While Bergstrom agreed with Roberts, he did add a disclaimer, alluding to Tama County’s still-intact commercial wind energy conversion system moratorium.
“Tama County has a ‘Closed for Business’ sign out [now]. The reputation that you’re going to get, with the types of ordinances you’re passing … any business, who’s going to invest cash [now]? … This is serious stuff. … Property rights [for farmers] mean a lot. This is their business. It’s not a Grant Wood painting. … If you want to know what rural economic development looks like, it’s wind and solar because the counties have to put up nothing. There’s no money that the county [puts up] here. Nothing. It’s huge. … We come self-contained, roll it out, and here’s your check.”
“And we have to maintain the roads for the life of the lease,” Roberts added.
A way to heal
If the vote on Monday goes Salt Creek Wind’s way – the road ahead cleared, figuratively and literally, for Phase II – Bergstrom suggested the county convene a group to determine where best to invest the millions in revenue Tama County will receive over the life of the project.
“I would put a blue ribbon panel together and perhaps [include] some of the TCAT people … They need to figure out what they’re going to do with the money and they need to have [local] input. Benchmark good and bad against all the other counties that have them. Call up their county supervisors.”
A windfall of revenue
If approved, Roberts said Salt Creek Wind Phase II should begin construction next summer. As of Wednesday, Sept. 10, 14 turbines had been completed as part of Phase I, per Doc Boerm.
According to an economic impact analysis commissioned by Salt Creek Wind and issued in November 2023 by Strategic Economic Research, LLC, the total property taxes paid by the entire project – Phase I and Phase II combined – over its 30-year lifetime are conservatively estimated at more than $80.9 million, averaging some $2.6 million annually after starting at $0 due to Iowa’s special valuation for wind energy conversion property before increasing steadily until the year 2032.

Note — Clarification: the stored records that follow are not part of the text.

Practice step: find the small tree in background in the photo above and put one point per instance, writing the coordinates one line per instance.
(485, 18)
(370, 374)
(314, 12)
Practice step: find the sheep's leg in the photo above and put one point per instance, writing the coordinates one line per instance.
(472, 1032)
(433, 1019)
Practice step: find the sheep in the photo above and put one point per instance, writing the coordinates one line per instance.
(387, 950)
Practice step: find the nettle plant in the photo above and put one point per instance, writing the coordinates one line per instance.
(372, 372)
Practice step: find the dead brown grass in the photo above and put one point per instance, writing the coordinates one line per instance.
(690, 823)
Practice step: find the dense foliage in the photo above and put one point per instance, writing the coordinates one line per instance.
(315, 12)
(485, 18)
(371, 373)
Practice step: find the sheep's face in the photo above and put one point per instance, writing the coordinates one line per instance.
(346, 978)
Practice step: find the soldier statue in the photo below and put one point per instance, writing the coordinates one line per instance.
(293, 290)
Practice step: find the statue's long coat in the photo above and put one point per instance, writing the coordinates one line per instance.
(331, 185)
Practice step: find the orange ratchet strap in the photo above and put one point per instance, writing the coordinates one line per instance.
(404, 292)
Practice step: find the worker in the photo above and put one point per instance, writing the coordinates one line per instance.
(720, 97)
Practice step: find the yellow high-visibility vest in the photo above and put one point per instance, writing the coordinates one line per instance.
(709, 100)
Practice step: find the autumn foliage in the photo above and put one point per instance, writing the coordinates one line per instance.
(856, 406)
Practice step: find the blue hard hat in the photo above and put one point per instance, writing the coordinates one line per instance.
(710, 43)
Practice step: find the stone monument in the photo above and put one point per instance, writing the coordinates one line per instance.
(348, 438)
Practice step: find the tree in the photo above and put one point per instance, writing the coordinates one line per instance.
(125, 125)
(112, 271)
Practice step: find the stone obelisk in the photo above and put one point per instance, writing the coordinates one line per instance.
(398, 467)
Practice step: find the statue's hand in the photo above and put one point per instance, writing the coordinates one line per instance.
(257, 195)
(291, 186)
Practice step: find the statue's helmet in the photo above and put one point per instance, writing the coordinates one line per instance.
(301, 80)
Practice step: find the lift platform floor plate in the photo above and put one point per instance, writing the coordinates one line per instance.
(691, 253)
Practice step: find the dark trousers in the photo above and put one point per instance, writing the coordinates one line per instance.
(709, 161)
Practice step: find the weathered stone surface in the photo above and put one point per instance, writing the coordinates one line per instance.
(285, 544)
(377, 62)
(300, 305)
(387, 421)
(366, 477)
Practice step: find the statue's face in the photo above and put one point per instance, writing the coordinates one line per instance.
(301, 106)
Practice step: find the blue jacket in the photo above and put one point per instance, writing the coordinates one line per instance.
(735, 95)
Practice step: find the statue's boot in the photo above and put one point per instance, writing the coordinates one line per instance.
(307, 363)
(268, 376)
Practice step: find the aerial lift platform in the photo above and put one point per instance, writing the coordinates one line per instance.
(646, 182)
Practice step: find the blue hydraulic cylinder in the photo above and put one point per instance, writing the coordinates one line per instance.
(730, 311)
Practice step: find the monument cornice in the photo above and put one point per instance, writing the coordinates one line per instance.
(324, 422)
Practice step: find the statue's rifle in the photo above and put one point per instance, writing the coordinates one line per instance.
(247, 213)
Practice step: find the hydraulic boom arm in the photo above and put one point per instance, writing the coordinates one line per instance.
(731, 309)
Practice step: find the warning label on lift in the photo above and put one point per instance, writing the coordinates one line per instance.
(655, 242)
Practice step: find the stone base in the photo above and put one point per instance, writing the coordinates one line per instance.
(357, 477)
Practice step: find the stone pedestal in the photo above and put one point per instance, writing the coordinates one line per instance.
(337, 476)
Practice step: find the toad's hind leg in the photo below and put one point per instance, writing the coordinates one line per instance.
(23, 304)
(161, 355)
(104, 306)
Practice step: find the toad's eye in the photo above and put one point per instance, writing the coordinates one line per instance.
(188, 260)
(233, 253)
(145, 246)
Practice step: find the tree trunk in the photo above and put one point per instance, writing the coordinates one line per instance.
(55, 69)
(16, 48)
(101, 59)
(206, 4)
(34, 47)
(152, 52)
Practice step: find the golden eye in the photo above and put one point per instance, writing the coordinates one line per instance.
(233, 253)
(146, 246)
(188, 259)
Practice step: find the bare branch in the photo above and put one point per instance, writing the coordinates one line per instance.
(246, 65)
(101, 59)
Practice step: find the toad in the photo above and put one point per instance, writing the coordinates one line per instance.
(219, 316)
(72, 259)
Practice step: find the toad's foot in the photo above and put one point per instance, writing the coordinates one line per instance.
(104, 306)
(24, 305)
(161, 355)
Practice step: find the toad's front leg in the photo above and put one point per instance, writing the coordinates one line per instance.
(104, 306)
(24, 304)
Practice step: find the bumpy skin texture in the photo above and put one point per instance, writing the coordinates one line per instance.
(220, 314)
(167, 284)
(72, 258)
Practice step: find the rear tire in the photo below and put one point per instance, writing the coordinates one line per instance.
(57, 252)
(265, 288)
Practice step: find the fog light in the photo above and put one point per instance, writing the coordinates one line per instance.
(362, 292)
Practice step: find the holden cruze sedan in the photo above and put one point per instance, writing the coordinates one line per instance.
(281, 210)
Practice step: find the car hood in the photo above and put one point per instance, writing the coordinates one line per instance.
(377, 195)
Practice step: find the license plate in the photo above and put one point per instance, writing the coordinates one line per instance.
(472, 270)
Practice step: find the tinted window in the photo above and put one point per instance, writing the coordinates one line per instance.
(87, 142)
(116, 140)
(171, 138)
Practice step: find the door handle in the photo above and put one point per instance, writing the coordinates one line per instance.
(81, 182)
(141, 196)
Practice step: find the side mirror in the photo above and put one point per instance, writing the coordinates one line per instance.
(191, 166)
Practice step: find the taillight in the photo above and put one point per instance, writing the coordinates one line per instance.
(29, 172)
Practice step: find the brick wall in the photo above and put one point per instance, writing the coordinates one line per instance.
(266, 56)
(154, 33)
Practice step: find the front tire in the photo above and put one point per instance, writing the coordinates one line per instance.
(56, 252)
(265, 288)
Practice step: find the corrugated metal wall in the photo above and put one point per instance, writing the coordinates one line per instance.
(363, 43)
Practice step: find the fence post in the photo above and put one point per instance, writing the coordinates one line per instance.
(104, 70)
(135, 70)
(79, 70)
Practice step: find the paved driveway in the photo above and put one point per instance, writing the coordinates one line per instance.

In addition to an increase in tax revenue, the project’s property tax base will also significantly increase the borrowing power of four local school districts including GMG, South Tama County, North Tama County, and Gladbrook-Reinbeck.
On Monday, Sept. 15, the Tama County Board of Supervisors is expected to take action on several agenda items related to the Salt Creek Wind Phase II including the following:
-Approve decommissioning plan with SCW 2
-Approve Settlement Agreement with SCW 2
-Approve road use agreement with SCW 2
As the newspaper’s time with Roberts, Bergstrom, and the leaseholders came to a close last Wednesday, Roberts ventured outside Salt Creek Wind’s Toledo office to stretch his legs. With the sun beginning to dip toward the horizon, he was asked what his plans were for the upcoming weekend. He said he thought he would head up to Clear Lake, Iowa, where the Cerro Gordo Wind Farm is located, a project he built many years ago and is now owned by NextEra Energy.
“We had good luck [in Iowa] until just a few years ago,” Roberts commented. “I was going to go up there and just check on some people, see if I can find some of the landowners. … I’ve built over 4,000 turbines in this country. I try to – if I’m in that area – check on people.”
“We’re going to be here for 30 to 50 years, we want to be good neighbors.”